Let me ask you mathematicians this question: a pseudo-random sequence will repeat, even if after an absurd amount of time. But the digits of π do not repeat.

We know that neither of them are truly random, given that number n-th can be exactly calculated, although both cases "seem" to be random up to some measure.

But, given the fact that the digits of π do not repeat, does that make that sequence a bit more "random-ny" than a pseudo-random generator, if there's such thing? I fear I'm butchering proper mathematic-inglish again! :biggrin:
A pseudo-random sequence of numbers is just a sequence that has no readily apparent pattern, but is generated by a finite algorithm that takes no external inputs after the generation of the first M values (M is a fixed positive integer). Since the digits of pi are generated by an algorithm and its calculation takes no external inputs, they are a pseudo-random sequence.

So far as I am aware, it is not the case that a pseudo-random sequence must eventually repeat.
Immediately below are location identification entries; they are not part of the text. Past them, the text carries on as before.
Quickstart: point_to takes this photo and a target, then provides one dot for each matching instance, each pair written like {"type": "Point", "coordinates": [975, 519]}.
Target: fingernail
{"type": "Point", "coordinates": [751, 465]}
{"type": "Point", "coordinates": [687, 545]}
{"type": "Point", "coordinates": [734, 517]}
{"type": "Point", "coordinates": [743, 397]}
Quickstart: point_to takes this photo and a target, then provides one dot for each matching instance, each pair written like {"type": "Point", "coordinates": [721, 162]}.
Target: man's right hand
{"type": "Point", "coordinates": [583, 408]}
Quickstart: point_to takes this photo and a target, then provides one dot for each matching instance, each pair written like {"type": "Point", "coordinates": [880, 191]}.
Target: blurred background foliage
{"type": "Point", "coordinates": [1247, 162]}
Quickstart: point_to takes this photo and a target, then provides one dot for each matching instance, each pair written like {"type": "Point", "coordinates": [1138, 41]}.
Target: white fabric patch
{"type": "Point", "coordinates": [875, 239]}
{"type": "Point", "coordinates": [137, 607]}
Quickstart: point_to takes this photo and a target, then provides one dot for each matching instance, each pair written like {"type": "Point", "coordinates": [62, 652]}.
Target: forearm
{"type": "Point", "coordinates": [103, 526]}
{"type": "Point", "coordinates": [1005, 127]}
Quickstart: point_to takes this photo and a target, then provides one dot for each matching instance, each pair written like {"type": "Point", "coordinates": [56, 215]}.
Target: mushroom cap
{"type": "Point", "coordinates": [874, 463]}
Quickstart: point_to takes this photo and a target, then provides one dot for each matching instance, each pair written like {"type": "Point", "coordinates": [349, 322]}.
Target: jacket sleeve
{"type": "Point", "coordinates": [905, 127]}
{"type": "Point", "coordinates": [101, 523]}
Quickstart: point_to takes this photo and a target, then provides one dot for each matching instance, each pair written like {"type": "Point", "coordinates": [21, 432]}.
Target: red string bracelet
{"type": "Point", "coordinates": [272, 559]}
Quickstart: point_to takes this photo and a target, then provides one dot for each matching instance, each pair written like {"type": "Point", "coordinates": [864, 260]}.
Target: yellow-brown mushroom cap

It is just that non-repeating sequences become too slow to compute, the longer they continue, so the ones used by computers tend to be repeating for efficiency reasons. One way that I think will make a sequence non-repeating is as follows:

First, a definition: we say that a sequence of numbers, which may be finite or infinite, is 'repeating with lag L' if, for any j that is an index of the sequence such that j+L is also an index, the j-th and the (j+L)th element are equal.

The algorithm will use a simple, repeating, pseudo-random generator as its base. It generates positive integers.

Say we have already generated the first n numbers. Then for every k from 2 to (n+1), let m(n,k) be the quotient from dividing (n+1) by k and let r(n,k) be the quotient on dividing k by 2. For each k, there will be zero or one numbers such that, if that number is chosen, the last r(n,k) . m(n,k) elements out of the first (n+1) sequence elements, is repeating with lag m(n,k). Such a number is a 'forbidden number', as it creates a temporary repeat for a significant tail of the sequence thus far. Let F(n) be the set of all forbidden numbers at the step for generating the (n+1)th number.

Then generate a new number h(n+1) from the simple generator. Now chose as the (n+1)th number the closest positive integer to h(n+1) that is not in F(n).

I believe such a sequence will never repeat. But it will become progressively slower, because the number of checks that need to be made for each number increases as the sequence progresses.

But the sequence is pseudo-random because it satisfies the definition.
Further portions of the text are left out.